Let's face it, Chicago is a city that works best for those not doing the working.
Otherwise, the cost of doing business in the city is two parts aggravation to one part "here's my wallet, please leave me with something when you're through pillaging."
"The privatization of parking meters is costing us all a lot of quarters and some freedom of mobility. But when incompetence, favoritism and negligence in city government determines who can start a business, entrepreneurs lose their very livelihoods and their freedom to choose an occupation. Neighborhoods lose the mom-and-pop shops that give them character and variety and low prices. And Chicago loses its ability to foster new jobs and economic growth," Elizabeth Milnikel writes today on the Tribune's Op-Ed page.
"Small business owners all across the city are being ticketed for having signs without permits, even though some of them hung the signs when it was perfectly legal to do so," Milnikel writes.
"A [children's] playroom must meet all the same requirements as a strip club or sports stadium . . . A street vendor selling bottles of water on a hot day will be harassed by police if he does not have a special license or if he crossed an invisible line into a no-peddling zone."
Meanwhile, the city is subsidizing the remodeling of Willis Insurance's new offices.

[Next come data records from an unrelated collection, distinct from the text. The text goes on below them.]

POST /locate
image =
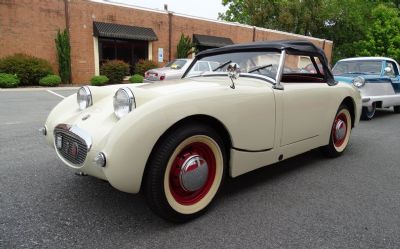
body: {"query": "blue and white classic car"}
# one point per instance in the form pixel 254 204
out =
pixel 377 78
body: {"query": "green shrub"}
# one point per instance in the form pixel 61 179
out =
pixel 115 70
pixel 185 47
pixel 143 65
pixel 8 80
pixel 99 80
pixel 50 80
pixel 28 69
pixel 137 78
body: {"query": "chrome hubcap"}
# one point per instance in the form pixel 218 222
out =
pixel 193 174
pixel 340 128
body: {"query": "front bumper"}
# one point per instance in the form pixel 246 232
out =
pixel 385 100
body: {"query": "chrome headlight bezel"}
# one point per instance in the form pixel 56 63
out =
pixel 123 102
pixel 358 81
pixel 84 98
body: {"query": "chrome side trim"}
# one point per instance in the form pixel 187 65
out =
pixel 244 150
pixel 78 132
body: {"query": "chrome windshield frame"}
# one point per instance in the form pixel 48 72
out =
pixel 280 71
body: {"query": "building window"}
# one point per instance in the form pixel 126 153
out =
pixel 129 51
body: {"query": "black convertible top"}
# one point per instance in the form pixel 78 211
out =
pixel 291 46
pixel 294 47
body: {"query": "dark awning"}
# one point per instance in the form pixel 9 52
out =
pixel 119 31
pixel 211 41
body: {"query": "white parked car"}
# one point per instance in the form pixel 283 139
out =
pixel 378 79
pixel 177 141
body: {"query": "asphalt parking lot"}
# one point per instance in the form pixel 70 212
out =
pixel 305 202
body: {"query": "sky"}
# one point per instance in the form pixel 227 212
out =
pixel 200 8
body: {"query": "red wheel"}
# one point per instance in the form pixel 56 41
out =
pixel 340 133
pixel 339 130
pixel 185 173
pixel 192 173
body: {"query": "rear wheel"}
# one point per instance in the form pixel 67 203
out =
pixel 368 112
pixel 185 173
pixel 340 133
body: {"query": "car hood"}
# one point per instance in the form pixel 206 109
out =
pixel 168 88
pixel 165 70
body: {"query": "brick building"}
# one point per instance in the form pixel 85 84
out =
pixel 104 30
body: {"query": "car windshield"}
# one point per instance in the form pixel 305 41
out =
pixel 176 64
pixel 258 62
pixel 357 67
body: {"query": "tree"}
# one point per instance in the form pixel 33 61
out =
pixel 342 21
pixel 63 56
pixel 383 36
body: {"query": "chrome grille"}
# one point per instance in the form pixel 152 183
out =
pixel 72 147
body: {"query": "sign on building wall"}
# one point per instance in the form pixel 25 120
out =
pixel 160 54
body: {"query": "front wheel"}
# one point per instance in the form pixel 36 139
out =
pixel 340 133
pixel 185 172
pixel 368 112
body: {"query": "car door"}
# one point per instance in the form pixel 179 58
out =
pixel 306 99
pixel 394 75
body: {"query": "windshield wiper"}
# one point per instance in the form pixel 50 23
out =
pixel 354 73
pixel 222 65
pixel 259 68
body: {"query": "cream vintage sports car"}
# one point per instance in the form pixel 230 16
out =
pixel 177 141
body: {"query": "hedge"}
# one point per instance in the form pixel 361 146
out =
pixel 99 80
pixel 144 65
pixel 8 80
pixel 136 78
pixel 29 69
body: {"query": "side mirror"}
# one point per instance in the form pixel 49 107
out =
pixel 388 69
pixel 233 70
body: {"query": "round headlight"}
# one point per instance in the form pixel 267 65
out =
pixel 359 81
pixel 124 102
pixel 84 97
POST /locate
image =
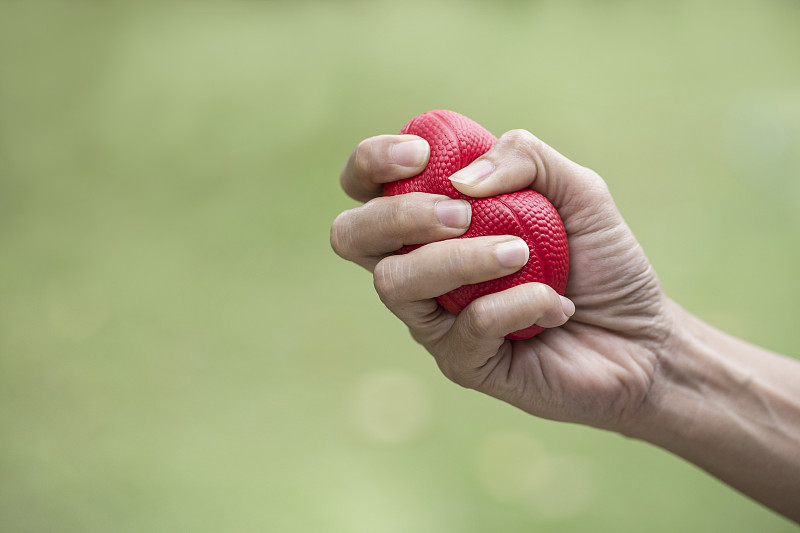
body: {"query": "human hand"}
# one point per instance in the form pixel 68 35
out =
pixel 597 367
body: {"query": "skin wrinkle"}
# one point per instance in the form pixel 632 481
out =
pixel 629 360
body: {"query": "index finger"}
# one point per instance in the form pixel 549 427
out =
pixel 382 159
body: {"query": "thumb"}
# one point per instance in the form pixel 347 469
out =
pixel 519 160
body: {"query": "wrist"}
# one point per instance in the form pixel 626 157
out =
pixel 730 408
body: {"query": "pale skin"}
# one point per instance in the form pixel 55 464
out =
pixel 619 354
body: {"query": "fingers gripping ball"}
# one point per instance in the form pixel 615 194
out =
pixel 455 142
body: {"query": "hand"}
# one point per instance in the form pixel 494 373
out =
pixel 597 367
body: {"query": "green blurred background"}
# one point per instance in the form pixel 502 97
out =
pixel 181 351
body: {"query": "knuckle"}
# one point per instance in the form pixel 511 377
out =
pixel 456 373
pixel 363 160
pixel 521 139
pixel 480 318
pixel 387 280
pixel 341 237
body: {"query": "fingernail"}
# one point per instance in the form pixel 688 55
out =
pixel 512 254
pixel 567 306
pixel 474 173
pixel 454 213
pixel 411 153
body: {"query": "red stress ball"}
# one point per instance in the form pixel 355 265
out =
pixel 455 142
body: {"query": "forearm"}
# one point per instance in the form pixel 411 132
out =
pixel 731 408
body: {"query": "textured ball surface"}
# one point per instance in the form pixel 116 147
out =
pixel 455 142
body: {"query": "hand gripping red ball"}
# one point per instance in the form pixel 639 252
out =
pixel 455 142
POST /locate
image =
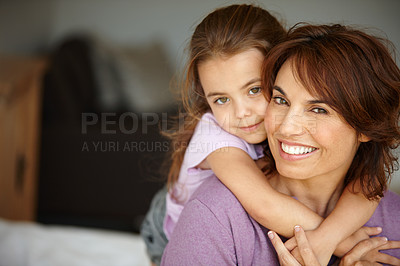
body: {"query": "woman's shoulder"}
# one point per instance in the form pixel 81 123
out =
pixel 387 215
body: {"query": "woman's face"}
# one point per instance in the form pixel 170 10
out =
pixel 307 138
pixel 232 86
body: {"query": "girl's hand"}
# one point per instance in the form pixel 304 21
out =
pixel 306 252
pixel 367 253
pixel 320 243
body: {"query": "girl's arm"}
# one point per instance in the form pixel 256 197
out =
pixel 272 209
pixel 280 212
pixel 351 212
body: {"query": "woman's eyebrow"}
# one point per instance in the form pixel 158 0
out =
pixel 277 88
pixel 316 101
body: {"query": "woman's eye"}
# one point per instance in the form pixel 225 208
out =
pixel 221 100
pixel 319 110
pixel 280 100
pixel 255 90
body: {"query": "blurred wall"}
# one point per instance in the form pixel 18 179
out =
pixel 28 27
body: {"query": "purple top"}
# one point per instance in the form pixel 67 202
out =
pixel 214 229
pixel 207 138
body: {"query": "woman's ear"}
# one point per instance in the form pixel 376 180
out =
pixel 363 138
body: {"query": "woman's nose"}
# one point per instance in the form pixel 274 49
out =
pixel 291 124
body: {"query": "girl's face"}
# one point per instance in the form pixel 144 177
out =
pixel 232 86
pixel 307 138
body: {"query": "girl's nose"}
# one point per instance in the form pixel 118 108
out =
pixel 242 110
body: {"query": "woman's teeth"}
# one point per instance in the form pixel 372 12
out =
pixel 296 150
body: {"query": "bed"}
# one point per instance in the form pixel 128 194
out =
pixel 34 244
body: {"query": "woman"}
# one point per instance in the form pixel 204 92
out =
pixel 333 118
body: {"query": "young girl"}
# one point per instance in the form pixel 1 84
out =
pixel 223 134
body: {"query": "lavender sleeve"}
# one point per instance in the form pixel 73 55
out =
pixel 192 242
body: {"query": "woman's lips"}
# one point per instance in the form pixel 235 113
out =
pixel 251 128
pixel 293 152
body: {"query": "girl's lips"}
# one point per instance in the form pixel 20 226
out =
pixel 252 127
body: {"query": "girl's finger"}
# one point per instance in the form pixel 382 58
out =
pixel 387 259
pixel 285 258
pixel 372 231
pixel 390 245
pixel 304 247
pixel 291 243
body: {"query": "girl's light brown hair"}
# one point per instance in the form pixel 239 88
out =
pixel 354 73
pixel 225 32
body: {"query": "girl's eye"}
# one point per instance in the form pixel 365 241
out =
pixel 222 100
pixel 255 90
pixel 319 110
pixel 279 100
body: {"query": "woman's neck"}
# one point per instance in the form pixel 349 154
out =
pixel 320 194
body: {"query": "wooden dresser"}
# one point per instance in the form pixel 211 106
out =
pixel 20 107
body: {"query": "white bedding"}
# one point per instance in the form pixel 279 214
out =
pixel 32 244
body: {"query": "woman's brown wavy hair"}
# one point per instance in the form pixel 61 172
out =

One of Milnikel's interests - as the director of the Institute for Justice Clinic on Entrepreneurship at the University of Chicago Law School - is on the other end of the spectrum: helping low- and middle-income entrepreneurs in the inner city.
Over-burdensome government regulation often hobbles the little guy while protecting the interests of, say, large corporations who help regulate their own industries.

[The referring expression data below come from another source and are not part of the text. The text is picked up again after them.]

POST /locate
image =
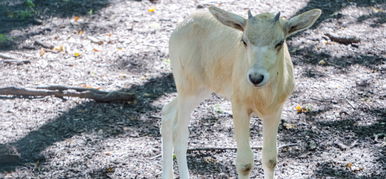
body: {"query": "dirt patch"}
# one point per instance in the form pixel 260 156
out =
pixel 342 86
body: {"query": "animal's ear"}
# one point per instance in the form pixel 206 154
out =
pixel 302 21
pixel 228 19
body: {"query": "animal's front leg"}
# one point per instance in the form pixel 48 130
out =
pixel 244 160
pixel 270 127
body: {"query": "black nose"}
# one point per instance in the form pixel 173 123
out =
pixel 256 79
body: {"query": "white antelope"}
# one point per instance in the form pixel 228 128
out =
pixel 246 61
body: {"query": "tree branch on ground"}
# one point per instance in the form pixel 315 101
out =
pixel 232 148
pixel 343 40
pixel 63 91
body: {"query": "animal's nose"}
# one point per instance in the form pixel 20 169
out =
pixel 256 79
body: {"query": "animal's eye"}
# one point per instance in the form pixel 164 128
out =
pixel 278 45
pixel 245 43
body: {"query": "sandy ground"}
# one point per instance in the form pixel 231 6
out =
pixel 342 86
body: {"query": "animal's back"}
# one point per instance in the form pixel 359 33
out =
pixel 202 51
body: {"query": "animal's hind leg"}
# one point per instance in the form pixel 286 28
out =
pixel 186 104
pixel 169 114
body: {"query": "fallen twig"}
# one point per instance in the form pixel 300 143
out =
pixel 5 56
pixel 39 43
pixel 343 40
pixel 17 62
pixel 232 148
pixel 63 91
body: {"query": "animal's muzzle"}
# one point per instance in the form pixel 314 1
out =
pixel 256 79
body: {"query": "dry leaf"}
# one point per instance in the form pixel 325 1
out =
pixel 348 165
pixel 77 54
pixel 298 108
pixel 76 18
pixel 81 32
pixel 322 62
pixel 289 126
pixel 96 50
pixel 109 170
pixel 42 52
pixel 59 48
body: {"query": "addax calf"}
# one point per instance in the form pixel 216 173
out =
pixel 245 60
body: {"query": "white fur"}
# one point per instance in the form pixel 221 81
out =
pixel 206 57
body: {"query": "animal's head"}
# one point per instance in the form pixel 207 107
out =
pixel 263 38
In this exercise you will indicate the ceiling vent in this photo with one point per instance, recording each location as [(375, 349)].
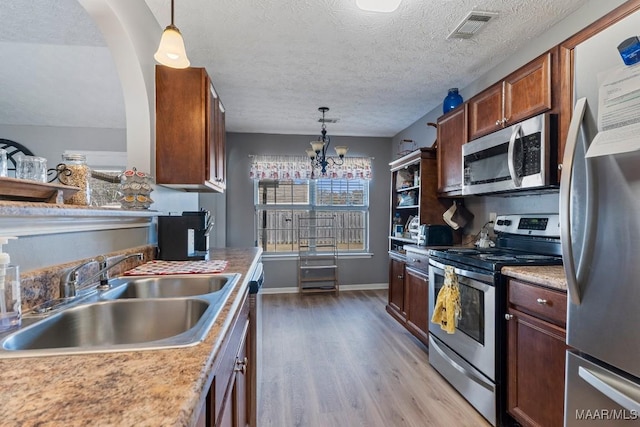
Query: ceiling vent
[(471, 24)]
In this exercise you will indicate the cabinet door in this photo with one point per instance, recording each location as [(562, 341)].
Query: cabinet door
[(536, 365), (452, 134), (188, 131), (417, 304), (485, 111), (396, 286), (527, 92)]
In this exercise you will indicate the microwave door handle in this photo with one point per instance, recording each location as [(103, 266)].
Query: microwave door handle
[(517, 132), (565, 201)]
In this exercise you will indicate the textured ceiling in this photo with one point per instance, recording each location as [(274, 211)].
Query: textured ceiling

“The sheer volume, cost and complexity of regulations on small businesses in Chicago is head-spinning,” says Milnikel, co-author of Regulatory Field: Burdensome Laws Strike Out Chicago Entrepreneurs.
“Among the most corrupting and stifling of the restrictions is the veto power aldermen can exercise over the entrepreneurial aspirations of anyone in their ward - the power to kill a small-business person’s American Dream before it can even get started. Getting into business in Chicago shouldn’t require someone to kiss the alderman’s ring."
"If Chicago remains so hostile to start-up businesses and self-employed people when the region has now lost nearly 170,000 jobs in the last year alone, we have no hope of recovering," Milnikel writes today. "Instead of fining small businesses at every turn and enforcing confusing regulations that have nothing to do with protecting the public's health and safety, the government should get out of the way of industrious people who want nothing more than to pursue their American dream."